The opposing team was made up of puny white guys who, of course, got their asses presented to them in handbags, but the funny thing was, they were actually getting ANGRY when the calls would be entirely lop-sided in the favor of the Globetrotters. There was a lot of acting on the behalf of the other team when it came to throwing the game, but the resentment shown towards referees when calls were painfully obviously wrong was totally authentic. I couldn’t help but laugh at this. It’s as if they expected the game to be called fairly! It’s kind of like the Arab nation agreeing to let us set up their government and then get angry because we won’t leave them alone to run their own “democracy.” I mean, come on!

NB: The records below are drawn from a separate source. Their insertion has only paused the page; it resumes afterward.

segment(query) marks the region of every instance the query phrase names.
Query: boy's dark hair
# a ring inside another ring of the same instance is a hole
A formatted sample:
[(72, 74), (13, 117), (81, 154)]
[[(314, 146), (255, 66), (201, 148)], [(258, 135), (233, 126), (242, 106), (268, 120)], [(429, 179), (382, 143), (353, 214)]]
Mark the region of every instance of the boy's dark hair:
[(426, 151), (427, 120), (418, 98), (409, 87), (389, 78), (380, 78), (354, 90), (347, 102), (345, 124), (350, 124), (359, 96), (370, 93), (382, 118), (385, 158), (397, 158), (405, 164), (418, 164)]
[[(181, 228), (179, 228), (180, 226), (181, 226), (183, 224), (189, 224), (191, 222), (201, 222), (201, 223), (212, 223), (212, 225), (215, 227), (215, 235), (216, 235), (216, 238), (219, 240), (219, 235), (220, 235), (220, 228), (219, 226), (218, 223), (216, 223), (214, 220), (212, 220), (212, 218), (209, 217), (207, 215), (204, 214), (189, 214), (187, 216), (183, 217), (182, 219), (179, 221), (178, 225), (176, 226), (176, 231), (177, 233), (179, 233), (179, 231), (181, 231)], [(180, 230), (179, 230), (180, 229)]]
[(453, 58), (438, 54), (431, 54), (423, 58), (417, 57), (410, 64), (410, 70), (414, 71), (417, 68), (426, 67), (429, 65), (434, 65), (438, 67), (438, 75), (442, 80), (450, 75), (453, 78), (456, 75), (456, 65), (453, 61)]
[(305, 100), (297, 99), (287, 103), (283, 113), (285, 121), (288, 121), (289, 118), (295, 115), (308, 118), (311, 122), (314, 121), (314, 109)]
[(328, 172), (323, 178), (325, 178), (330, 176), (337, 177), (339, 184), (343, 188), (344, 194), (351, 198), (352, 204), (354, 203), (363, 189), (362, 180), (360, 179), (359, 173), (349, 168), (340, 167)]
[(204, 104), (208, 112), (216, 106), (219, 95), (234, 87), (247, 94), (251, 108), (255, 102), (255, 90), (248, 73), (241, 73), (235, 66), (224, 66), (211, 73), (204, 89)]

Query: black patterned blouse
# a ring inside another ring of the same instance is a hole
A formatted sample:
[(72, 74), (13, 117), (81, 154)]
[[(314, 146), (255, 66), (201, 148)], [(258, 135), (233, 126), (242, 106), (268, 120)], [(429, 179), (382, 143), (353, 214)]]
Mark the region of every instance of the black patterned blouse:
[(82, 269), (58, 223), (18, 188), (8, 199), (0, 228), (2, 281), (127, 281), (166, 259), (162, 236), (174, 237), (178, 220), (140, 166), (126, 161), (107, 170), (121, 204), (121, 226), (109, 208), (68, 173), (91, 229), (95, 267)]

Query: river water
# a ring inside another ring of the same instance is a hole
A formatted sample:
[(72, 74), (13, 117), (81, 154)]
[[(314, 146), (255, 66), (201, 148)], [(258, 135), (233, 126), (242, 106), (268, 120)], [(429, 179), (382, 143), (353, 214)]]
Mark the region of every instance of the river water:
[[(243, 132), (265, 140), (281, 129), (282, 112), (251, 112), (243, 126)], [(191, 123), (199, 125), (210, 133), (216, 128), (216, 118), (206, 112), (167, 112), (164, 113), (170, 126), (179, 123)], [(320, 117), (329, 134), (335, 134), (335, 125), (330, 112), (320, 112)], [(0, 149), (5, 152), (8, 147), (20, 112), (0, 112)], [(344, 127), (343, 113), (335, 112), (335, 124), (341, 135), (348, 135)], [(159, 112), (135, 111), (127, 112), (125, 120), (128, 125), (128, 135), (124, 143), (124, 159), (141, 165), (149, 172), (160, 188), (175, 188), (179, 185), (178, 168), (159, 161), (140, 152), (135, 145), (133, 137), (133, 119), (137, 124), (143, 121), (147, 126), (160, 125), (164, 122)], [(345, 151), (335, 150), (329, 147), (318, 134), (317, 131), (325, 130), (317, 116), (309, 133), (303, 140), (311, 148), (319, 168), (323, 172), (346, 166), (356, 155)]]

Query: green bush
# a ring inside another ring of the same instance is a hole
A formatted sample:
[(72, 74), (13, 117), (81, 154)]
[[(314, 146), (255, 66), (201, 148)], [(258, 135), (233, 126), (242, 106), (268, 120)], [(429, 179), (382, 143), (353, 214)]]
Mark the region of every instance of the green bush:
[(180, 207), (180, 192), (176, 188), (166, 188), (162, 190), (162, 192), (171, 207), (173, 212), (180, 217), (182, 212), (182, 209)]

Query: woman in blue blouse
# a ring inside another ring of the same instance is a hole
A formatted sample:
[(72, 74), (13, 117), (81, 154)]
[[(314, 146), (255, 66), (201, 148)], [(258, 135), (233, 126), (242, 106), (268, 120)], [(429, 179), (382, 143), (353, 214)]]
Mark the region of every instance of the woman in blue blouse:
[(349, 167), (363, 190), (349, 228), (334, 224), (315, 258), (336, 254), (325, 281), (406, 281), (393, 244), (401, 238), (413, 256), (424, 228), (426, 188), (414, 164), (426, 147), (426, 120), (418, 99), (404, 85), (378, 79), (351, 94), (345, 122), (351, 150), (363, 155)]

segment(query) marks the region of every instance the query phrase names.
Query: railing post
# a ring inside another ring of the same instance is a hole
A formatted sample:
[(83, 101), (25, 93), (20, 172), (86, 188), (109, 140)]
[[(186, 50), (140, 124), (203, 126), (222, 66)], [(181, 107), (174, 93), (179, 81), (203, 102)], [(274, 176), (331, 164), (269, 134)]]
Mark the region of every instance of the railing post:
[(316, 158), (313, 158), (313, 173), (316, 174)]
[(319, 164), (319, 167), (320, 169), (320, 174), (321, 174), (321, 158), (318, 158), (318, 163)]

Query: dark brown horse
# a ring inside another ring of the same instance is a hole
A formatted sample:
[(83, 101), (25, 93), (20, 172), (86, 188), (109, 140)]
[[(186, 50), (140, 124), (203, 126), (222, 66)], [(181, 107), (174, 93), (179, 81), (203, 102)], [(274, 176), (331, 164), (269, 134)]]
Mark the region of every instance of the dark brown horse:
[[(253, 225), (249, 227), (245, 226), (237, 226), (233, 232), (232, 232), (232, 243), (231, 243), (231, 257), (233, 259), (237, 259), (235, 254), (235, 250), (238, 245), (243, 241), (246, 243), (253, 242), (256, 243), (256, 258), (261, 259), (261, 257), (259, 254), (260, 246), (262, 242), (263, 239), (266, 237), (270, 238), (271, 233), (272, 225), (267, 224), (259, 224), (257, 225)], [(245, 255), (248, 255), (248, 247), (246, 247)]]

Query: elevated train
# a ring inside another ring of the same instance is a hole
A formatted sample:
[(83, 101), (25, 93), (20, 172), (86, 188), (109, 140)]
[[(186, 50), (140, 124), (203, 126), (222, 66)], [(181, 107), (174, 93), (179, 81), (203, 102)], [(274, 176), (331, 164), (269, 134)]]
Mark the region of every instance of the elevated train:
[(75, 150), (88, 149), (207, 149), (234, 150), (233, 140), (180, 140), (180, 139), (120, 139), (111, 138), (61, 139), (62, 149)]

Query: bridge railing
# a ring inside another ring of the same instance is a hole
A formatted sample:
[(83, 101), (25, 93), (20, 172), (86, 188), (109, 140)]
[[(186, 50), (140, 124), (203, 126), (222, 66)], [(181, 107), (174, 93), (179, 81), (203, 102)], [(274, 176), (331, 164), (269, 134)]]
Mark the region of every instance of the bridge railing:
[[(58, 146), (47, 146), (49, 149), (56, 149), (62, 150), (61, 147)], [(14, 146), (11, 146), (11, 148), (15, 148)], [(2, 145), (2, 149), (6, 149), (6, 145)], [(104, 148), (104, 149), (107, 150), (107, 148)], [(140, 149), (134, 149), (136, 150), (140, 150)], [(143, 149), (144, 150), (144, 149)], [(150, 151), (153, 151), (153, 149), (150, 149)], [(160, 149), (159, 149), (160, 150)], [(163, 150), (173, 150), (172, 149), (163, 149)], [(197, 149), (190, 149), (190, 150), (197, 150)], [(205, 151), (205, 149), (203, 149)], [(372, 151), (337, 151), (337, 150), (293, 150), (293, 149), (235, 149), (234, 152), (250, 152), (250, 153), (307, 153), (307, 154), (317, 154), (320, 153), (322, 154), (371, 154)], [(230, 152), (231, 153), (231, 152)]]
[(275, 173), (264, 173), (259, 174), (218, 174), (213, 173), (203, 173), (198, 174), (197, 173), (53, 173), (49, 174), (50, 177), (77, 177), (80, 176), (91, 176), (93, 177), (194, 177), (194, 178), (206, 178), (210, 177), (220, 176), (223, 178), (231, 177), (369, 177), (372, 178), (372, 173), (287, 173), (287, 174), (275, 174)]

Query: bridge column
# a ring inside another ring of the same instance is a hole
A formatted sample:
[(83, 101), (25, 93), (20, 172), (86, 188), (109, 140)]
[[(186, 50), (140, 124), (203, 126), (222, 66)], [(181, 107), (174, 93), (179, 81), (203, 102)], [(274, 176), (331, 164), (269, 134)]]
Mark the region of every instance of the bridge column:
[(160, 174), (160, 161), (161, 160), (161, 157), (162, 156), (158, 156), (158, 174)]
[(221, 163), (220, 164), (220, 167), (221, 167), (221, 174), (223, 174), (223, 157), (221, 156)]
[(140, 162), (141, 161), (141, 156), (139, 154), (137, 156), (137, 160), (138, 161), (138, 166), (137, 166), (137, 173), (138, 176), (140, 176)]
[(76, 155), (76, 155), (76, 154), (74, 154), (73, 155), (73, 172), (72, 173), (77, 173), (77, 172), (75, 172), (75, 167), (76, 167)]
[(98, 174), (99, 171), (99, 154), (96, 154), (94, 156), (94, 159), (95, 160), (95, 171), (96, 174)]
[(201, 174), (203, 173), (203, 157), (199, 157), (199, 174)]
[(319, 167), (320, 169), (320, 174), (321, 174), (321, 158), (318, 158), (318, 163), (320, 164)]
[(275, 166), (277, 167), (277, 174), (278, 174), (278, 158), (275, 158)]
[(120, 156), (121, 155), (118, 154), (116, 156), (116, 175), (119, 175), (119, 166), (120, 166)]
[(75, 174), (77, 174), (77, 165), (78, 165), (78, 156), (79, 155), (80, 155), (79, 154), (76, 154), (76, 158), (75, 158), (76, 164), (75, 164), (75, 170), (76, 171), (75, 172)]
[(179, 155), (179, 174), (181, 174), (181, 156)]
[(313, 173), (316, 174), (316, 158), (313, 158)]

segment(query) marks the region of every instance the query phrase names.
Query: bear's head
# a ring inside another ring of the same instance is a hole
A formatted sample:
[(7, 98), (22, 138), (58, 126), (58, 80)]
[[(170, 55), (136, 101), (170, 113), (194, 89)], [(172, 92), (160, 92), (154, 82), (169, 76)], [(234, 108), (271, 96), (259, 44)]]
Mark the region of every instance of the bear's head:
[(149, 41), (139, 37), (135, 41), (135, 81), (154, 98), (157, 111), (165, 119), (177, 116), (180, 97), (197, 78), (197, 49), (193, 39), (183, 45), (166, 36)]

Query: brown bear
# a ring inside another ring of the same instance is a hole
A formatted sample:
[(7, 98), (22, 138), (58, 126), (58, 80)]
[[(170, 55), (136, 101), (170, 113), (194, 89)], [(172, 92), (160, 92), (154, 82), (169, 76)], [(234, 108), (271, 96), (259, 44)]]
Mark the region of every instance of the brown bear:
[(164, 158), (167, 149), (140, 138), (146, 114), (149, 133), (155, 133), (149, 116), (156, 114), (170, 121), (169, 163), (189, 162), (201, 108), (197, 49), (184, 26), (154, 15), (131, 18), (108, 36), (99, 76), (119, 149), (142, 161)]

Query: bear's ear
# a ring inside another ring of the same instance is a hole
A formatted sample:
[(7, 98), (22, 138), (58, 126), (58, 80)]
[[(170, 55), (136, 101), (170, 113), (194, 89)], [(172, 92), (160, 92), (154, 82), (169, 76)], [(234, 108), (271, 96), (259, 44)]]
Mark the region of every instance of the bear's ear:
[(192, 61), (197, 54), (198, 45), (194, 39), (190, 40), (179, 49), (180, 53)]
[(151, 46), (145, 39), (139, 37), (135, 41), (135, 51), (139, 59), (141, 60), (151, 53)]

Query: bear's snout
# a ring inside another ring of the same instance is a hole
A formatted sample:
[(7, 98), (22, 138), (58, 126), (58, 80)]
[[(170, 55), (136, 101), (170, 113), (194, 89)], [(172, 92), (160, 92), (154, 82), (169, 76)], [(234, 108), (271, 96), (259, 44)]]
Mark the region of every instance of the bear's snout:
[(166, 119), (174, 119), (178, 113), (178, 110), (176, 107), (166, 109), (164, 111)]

Right? RIGHT?
I paid to watch trick basketball, but Amy and I got a little bonus that we weren’t expecting. There were these African tumblers that were absolutely AMAZING. I don’t even know how to begin explaining the stunts they were throwing up. They reminded me of that part in “The Lion King” when Simba is singing “I Just Can’t Wait to be King,” and all of the animals are piled on top of each other and turning around in all different directions. It was incredible. They were like Monkey Men. My favorite part was at the end when they all mistook the audiences offer for high fives as offer for high handshakes and, smiling, they shook just about everybody’s hand in the entire front row on the way out of the stadium. They looked like really happy, nice people. I bet after the show, they were planning on passing out juice boxes and playing Catch Phrase.
After the game, we spent about 20 minutes wandering around the inside perimeter of the building because we had rushed into the building so quickly to avoid the cold that we made no mental notes whatsoever as to the whereabouts of our CAR. Eventually, though, we found some familiar landmarks and got to the automobile safely. All-in-all, the night was just super damn fun. I got exactly the break I needed from school, and Amy and I got to have a nice evening away from the oft-restrictive confines of Bloomington-Normal. Earlier that day I had to say goodbye to some students that I really, really enjoyed, but that’s the way of a teacher. One semester ends and another begins. At least the stress of finals is gone (student or teacher, it doesn’t matter. Finals still suck). On tap for me this week is getting to know my new students and figuring out exactly what I’m going to do in my English For Life class all semester. I’m sure I’ll figure it out, but if things get TOO stressful, I can always just lie down.
Quote of the Day
Me, discussing my "getting to know you" surveys with my second semester kids: "So Lydia, you said that your celebrity dream date would be with..."
Lydia (a blonde), WAY too excited to wait for me to say it myself, interrupts: "ORLANDO BLOOM!"
Jessie, angrily and without any hesitation or pause: "Back off Barbie, he's MINE!"